Teman saya pernah bercerita soal toko buku di luar Indonesia sana yang bahkan bisa membagi buku bacaannya dalam beberapa level sesuai dengan kemampuan pembacanya.
Mungkin cara ini cukup bagus untuk bisa memahami diri kira-kira kita sudah di level mana. Sekalian untuk evaluasi, agar segera naik level dan menajajal berbagai genre buku lainnya.
Jadi, rasanya kita pun tidak bisa menghina para pembaca buku Tere Liye, karena setiap buku memang memiliki segmentasi usia serta faktor selera yang unik
 Tidak semua karya bisa cocok sama selera kita, iya kan?
Karena itu, mi indomie dibuat dengan banyak varian rasa. Jadi, kita setuju ya untuk tidak perlu menghina karya tulisan lain cuman gegara tidak cocok dengan selera diri.
Tapi, di luar dari semua itu, ada yang lebih parah ketimbang book shaming yaitu writer shaming. Saya kerap membaca curhatan para penulis wattpadd favorit saya (#eeaaa saya pun masih suka baca cinta-cintaan remaja) mengeluhkan tentang banyaknya pesan bernada perundungan. Mulai dari penghinaan karya sampai pada penghinaan personal, dikiranya menulis itu semudah ngupil yang hanya butuh jari kelingking apa!
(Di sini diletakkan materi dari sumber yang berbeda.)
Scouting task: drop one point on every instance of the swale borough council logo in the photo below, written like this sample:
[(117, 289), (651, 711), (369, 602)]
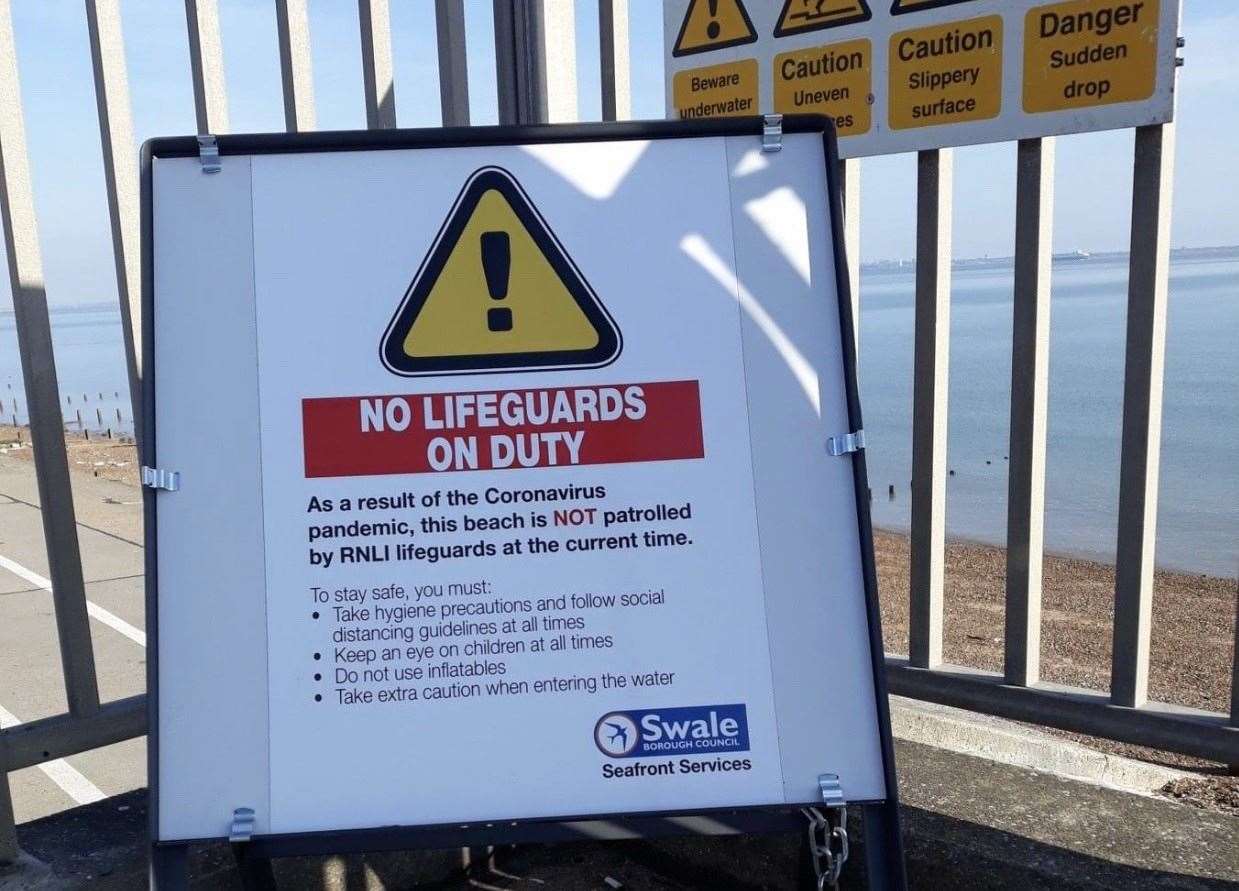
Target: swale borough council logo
[(682, 730), (616, 734)]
Jadi, untuk sesama pecinta buku, ingatlah bahwa ada istilah selera dan usia yang melatari seorang pembaca memilih buku.
Saya yakin, semua pembaca yang terus haus akan buku pastilah akan terus berkembang. Pada ujung-ujungnya, semua pembaca akan memakan semua genre dan menyadari bahwa membaca adalah proses pencarian jati diri yang tiada henti, bukan begitu wahai kaum literasi?